There were adverse events which caused the trial participants to stop the trial, compared with those who didn’t. Overall, there were serious adverse events in 14% of the lecanemab group and 11.3% of the placebo group.

If the FDA gives accelerated approval, it will still be studied in more robust trials. The FDA can grant traditional approval if those trials confirm the clinical benefit of the drug. If the confirmatory trial doesn’t show benefit, the FDA could take the drug off the market.

The death of a woman who had cerebral hemorrhages in the open-label phase of the Alzheimer’s Association trial of lecanemab

The Alzheimer’s Association has more than 300 Alzheimer’s treatments in clinical trials. Dr. Alois Alzheimer discovered changes in a woman’s brain tissue in 1906, the first known case of Alzheimer’s disease.

Drs.
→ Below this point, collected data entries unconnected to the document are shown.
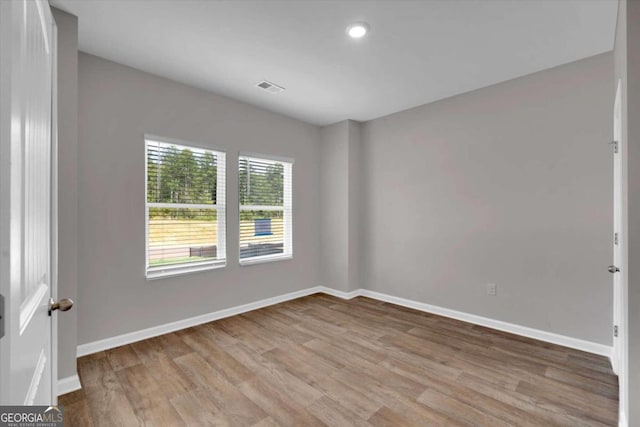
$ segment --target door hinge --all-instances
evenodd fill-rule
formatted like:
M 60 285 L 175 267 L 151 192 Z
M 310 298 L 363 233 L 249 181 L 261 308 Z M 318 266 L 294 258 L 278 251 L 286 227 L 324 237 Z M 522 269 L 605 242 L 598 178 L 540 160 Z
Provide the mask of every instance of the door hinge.
M 613 326 L 613 336 L 618 338 L 618 325 Z
M 618 153 L 618 141 L 611 141 L 609 144 L 613 145 L 613 152 Z
M 614 245 L 618 244 L 618 233 L 613 233 L 613 244 Z
M 0 338 L 4 336 L 4 295 L 0 295 Z

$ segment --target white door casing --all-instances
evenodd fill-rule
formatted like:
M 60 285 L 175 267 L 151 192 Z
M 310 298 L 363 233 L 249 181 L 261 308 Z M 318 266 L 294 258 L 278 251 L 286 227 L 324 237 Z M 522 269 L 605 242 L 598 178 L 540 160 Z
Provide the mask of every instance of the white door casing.
M 2 1 L 0 8 L 0 403 L 50 405 L 55 24 L 44 0 Z
M 621 104 L 620 104 L 620 83 L 617 85 L 616 97 L 613 108 L 613 265 L 620 267 L 621 247 L 622 247 L 622 129 L 621 129 Z M 618 337 L 613 337 L 613 355 L 611 362 L 613 370 L 618 373 L 620 366 L 620 323 L 621 323 L 621 275 L 613 274 L 613 325 L 618 330 Z M 615 330 L 614 329 L 614 330 Z
M 613 141 L 615 144 L 613 154 L 613 265 L 620 269 L 613 274 L 613 324 L 617 330 L 617 336 L 613 338 L 613 352 L 611 364 L 619 379 L 619 406 L 620 419 L 626 413 L 628 405 L 627 397 L 627 372 L 628 372 L 628 328 L 627 328 L 627 283 L 628 283 L 628 258 L 627 258 L 627 218 L 626 206 L 626 141 L 622 132 L 622 81 L 616 84 L 615 102 L 613 107 Z

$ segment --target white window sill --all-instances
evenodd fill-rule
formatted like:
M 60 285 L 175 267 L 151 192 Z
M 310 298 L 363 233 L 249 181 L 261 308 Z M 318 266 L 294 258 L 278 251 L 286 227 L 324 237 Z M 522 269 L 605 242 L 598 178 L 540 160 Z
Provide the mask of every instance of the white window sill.
M 276 262 L 276 261 L 285 261 L 288 259 L 293 259 L 293 255 L 265 255 L 265 256 L 256 256 L 251 258 L 245 258 L 240 260 L 240 266 L 246 267 L 254 264 L 264 264 L 266 262 Z
M 184 274 L 199 273 L 208 270 L 217 270 L 227 266 L 226 261 L 217 261 L 215 263 L 206 263 L 199 265 L 189 265 L 181 267 L 166 267 L 164 269 L 147 270 L 147 280 L 165 279 L 167 277 L 182 276 Z

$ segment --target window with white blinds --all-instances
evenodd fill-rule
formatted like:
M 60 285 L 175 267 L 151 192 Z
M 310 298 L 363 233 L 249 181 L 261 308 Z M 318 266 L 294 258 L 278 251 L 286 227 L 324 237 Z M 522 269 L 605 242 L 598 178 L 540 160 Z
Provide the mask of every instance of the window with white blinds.
M 240 156 L 240 264 L 293 255 L 292 161 Z
M 148 278 L 224 266 L 225 153 L 146 138 Z

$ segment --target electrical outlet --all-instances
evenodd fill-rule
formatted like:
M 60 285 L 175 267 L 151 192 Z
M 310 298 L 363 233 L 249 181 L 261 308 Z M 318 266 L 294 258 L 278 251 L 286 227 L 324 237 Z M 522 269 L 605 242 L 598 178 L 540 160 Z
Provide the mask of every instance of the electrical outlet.
M 492 297 L 498 295 L 498 286 L 495 283 L 487 284 L 487 295 L 491 295 Z

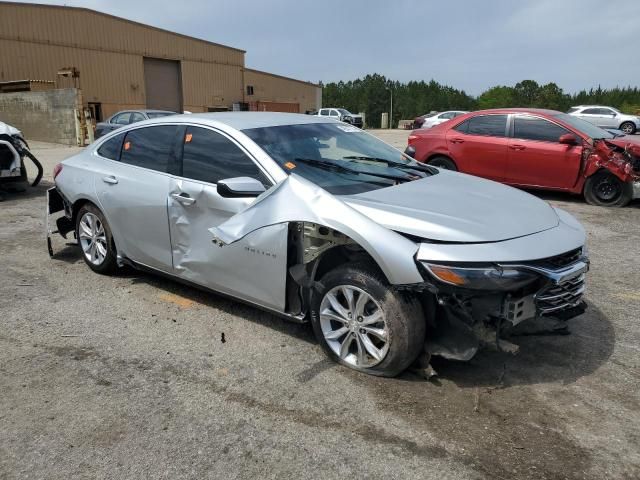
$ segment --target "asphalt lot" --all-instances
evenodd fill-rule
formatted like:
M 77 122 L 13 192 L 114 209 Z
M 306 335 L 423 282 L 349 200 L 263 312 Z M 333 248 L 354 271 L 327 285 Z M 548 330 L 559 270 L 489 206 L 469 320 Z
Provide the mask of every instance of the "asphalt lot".
M 0 478 L 640 478 L 640 202 L 544 195 L 589 234 L 571 335 L 381 379 L 328 361 L 307 325 L 96 275 L 61 238 L 50 259 L 44 192 L 76 151 L 34 142 L 42 185 L 0 203 Z

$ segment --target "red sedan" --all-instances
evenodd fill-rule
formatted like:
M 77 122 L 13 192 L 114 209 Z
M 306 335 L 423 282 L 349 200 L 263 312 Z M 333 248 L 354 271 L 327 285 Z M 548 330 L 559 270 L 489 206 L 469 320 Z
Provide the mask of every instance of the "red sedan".
M 554 110 L 482 110 L 409 136 L 419 162 L 623 206 L 640 196 L 640 140 Z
Marwan Sabbagh and Christopher H. van Dyck wrote in that response that they “agree that this case raises important management issues for patients with Alzheimer’s disease.”

The research letter, published Wednesday in the New England Journal of Medicine, shares details about what happened to the participant in the open-label extension phase of the trial of lecanemab.

There is no placebo arm in an open-label extension because the earlier part of the trial has shown a lot of potential.

The patient wasn’t the only one to die. The health publication Stat reported that an investigator told them about the death of another participant who had bleeding in the brain that was related to the drug. In that case, the drugmaker pointed to other possible factors.

According to the research, about 2.5% of trial participants had a side effect which was called ARIA-e and it involved swelling in the brain. None of the participants who got a placebo had that.

“The extensive number and variation in sizes of the cerebral hemorrhages in this patient would be unusual as a complication of t-PA solely related to cerebrovascular amyloid,” the report says. The combination of clot-busting drug with lecanemab may have led to cerebral hemorrhages.

The patient became very agitated after the doctors gave them a medicine to control the bleeding. The patient also had frequent nonconvulsive seizures.

After three days in the hospital, the person got a tube in their windpipe to help them breathe. The patient died even after supportive care.

A report said that an autopsy showed that the patient had a lot of brain bleeding and amyloid deposits in their brain, which was probably the cause of the hemorrhage.

Source: https://www.cnn.com/2023/01/04/health/lecanemab-trial-report/index.html

The FDA’s decision on lecanemab for patients with t-PA have been reported by a behavioral neurologist

It was an effort to provide data to the medical and scientific community, which is why the authors of the report were not interview by CNN.

The doctors also write in the response that other patients who have gotten t-PA have died with these amyloid deposits within blood vessels in the brain.

Sharon Cohen is a behavioral neurologist who is involved with Alzheimer’s patients at the Toronto Memory Program and is an investigator in the lecanemab trial.

The drug’s safety appears to be acceptable, she said. It seems reasonable and it is within the range of adverse events that we expected.

She said that the FDA could make a decision on whether or not to approve the treatment for someone who is taking anticoagulants and has other risk factors for hemorrhaging.